The Chapter 380 Economic Development agreement outlines 15 years of tax rebates for commercial properties. It states that the owners will receive rebates equal “to the annual Property Tax Receipts actually received by the Village associated with such development (if any) less the amount of Property Tax Receipts in the Base Tax Year for the property associated with such development,” multiplied by 50 percent.
At the time the agreement was signed, then-city manager Kim Foutz said that the tax rebate does not apply to the debt service tax for the sewer plant. Properties in Sanctuary will pay the full debt service tax.
The property taxes will rebated for a period of 15 years “from the recording date of the last Subdivision as defined by the Village of Salado Subdivision Ordinance No. 2009.02 or the 15th anniversary date of the last certificate of occupancy issues for a commercial building, whichever is the last to occur.”
The Chapter 380 agreement also includes Rollback Grants for periodic economic development grants “equal to 100 percent of the Rollback Taxes to offset the portion of the Owner’s cost of development of the Land.” Rollback Taxes are defined in the Chapter 380 agreement as “the tax and/or penalty assessed against the Land, or operation thereof, as the result of the removal of agricultural and/or open space land designation(s) for the Land.”
Additionally, the agreements include verbiage concerning Future Phases in which it states that the Village “shall look favorably in good faith on extending the existing economic incentives” for the future.
Phase Two Entertainment District which will consist of an approximately 1,800 to 2,500 seat additional music venue and multistory parking garage. However, the agreement is not binding on this future development.
The agreements signed by the Mayor Skip Blancett and Billie Hanks, Jr. in late 2015 include a Tourism Marketing Agreement in which 50 percent of the hotel occupancy taxes generated by the Sanctuary will be rebated to the development to promote the property for overnight stays. The Tourism Marketing Agreement shall “continue for a period of 15 calendar years from the Opening Date of the last Venue opened to the public by the Owners.”
The Village annexed the Sanctuary properties in February 2016 and later created Planned Development Districts 2, and 3.

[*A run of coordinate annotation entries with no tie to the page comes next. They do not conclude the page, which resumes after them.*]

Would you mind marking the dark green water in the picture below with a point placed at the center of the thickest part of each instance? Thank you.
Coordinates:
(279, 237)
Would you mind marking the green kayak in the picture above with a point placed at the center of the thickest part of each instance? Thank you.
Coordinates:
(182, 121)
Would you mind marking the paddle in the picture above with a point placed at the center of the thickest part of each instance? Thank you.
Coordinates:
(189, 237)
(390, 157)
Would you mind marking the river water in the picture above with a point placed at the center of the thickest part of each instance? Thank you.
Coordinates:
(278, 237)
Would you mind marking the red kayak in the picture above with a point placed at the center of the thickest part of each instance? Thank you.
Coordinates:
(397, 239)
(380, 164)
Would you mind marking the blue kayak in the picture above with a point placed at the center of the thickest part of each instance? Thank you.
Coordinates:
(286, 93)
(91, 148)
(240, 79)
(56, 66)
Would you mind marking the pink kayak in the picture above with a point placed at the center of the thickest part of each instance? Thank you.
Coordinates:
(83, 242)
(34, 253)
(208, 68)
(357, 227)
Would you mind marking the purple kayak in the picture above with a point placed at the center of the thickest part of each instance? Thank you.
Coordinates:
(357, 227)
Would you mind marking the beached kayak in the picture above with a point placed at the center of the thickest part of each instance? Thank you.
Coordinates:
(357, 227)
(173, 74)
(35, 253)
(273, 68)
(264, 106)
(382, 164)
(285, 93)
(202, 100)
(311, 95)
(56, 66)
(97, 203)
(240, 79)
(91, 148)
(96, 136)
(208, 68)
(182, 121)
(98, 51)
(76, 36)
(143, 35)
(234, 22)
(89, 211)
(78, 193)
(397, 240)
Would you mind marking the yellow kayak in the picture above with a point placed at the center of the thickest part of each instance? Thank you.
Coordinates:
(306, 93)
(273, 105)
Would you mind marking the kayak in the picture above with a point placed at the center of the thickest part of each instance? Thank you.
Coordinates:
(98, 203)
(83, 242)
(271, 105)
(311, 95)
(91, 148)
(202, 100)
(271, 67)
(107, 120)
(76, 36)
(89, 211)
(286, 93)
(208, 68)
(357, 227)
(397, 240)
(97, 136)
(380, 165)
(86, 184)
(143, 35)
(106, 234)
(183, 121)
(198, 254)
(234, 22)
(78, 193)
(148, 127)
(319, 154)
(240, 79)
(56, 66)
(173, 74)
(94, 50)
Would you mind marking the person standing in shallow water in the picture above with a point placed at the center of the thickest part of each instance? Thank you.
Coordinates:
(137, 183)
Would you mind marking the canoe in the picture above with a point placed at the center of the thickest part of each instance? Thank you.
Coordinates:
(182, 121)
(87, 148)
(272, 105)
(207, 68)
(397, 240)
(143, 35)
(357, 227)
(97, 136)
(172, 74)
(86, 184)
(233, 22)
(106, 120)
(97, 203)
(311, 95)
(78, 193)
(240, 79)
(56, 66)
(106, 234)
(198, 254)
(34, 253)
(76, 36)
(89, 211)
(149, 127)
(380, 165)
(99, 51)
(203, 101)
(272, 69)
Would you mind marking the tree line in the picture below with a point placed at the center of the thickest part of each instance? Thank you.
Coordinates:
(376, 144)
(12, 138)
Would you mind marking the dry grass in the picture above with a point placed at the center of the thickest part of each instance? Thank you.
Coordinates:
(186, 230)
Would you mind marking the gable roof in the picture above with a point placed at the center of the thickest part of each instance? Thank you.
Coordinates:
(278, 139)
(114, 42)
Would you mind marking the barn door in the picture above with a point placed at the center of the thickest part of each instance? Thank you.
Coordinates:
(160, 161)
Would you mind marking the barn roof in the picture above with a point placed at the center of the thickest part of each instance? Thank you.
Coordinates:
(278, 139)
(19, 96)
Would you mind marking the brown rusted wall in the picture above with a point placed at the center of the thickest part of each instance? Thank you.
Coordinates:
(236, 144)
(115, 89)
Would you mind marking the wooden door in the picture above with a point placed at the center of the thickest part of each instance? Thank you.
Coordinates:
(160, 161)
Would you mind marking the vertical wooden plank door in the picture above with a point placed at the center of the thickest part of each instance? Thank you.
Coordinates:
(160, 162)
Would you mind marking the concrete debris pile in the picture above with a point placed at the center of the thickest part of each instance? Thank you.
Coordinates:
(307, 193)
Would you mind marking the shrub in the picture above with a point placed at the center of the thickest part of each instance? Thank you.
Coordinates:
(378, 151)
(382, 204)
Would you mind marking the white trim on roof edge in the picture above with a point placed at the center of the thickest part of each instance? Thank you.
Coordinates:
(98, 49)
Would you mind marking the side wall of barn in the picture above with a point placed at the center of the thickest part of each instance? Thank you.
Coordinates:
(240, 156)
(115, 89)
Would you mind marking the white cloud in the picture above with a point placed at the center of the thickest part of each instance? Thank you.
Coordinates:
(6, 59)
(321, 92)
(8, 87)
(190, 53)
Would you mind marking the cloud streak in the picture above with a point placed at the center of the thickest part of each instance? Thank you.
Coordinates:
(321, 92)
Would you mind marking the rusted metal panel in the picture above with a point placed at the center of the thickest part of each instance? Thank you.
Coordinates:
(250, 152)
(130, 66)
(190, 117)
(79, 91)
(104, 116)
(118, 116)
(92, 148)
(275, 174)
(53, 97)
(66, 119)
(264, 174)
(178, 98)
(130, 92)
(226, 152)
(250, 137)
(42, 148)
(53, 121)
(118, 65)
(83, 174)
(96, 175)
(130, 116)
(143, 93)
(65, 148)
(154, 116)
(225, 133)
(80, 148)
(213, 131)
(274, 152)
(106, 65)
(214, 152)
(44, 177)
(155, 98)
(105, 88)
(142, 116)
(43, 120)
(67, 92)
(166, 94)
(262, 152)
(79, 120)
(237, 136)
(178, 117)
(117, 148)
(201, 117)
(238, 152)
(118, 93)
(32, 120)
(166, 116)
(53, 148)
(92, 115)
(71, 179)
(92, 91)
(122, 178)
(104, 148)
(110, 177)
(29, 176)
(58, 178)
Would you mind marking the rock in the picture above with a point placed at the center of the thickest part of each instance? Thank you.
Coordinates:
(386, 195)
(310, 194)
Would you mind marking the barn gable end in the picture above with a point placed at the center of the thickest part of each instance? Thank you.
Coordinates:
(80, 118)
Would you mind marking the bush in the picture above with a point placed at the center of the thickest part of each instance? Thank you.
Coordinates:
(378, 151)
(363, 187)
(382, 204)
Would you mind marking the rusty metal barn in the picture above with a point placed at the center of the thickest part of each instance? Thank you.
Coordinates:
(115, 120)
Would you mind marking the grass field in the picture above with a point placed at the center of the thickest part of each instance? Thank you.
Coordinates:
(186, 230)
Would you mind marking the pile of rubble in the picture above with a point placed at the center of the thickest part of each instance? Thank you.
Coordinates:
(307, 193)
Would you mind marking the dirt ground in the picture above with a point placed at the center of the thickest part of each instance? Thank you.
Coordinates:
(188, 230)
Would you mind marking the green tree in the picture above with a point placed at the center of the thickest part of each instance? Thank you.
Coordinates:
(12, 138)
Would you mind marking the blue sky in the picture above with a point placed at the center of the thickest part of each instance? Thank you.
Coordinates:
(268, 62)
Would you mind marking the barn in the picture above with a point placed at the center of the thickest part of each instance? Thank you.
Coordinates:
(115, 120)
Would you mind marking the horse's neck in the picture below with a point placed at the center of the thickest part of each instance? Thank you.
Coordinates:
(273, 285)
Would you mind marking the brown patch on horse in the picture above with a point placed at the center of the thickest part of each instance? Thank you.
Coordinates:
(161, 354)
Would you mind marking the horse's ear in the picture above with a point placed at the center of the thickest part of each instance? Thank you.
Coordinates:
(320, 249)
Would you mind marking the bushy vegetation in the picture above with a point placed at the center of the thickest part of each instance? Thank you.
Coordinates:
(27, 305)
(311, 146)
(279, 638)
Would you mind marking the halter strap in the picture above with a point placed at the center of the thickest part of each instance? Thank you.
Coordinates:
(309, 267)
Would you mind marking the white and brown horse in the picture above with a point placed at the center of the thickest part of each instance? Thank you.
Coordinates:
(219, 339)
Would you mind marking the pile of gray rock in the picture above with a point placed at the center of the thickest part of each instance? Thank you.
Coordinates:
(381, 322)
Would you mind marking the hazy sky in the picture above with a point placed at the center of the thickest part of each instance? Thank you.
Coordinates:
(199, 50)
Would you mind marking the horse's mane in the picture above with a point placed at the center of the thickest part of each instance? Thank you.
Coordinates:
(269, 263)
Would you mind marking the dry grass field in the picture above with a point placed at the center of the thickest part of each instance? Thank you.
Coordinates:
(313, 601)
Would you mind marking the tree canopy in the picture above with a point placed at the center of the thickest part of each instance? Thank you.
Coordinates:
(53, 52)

PDD No. 2 is 57.985 +/- acres zoned as PDD-C (Planned Development District Commercial), generally located at the southeast corner of FM 2268 and 1-35 frontage road.
PDD No.3 is 53.922 +/- acres to PDD-MU (Planned Development Mixed Use), generally located at the northeast comer of FM 2268 and I-35 frontage road and 197.265 +/- acres to PDD-MU (Planned Development Mixed Use), generally located at the corner of Salado Oaks Drive and FM 2268, and the 700 block of Royal Street Drive.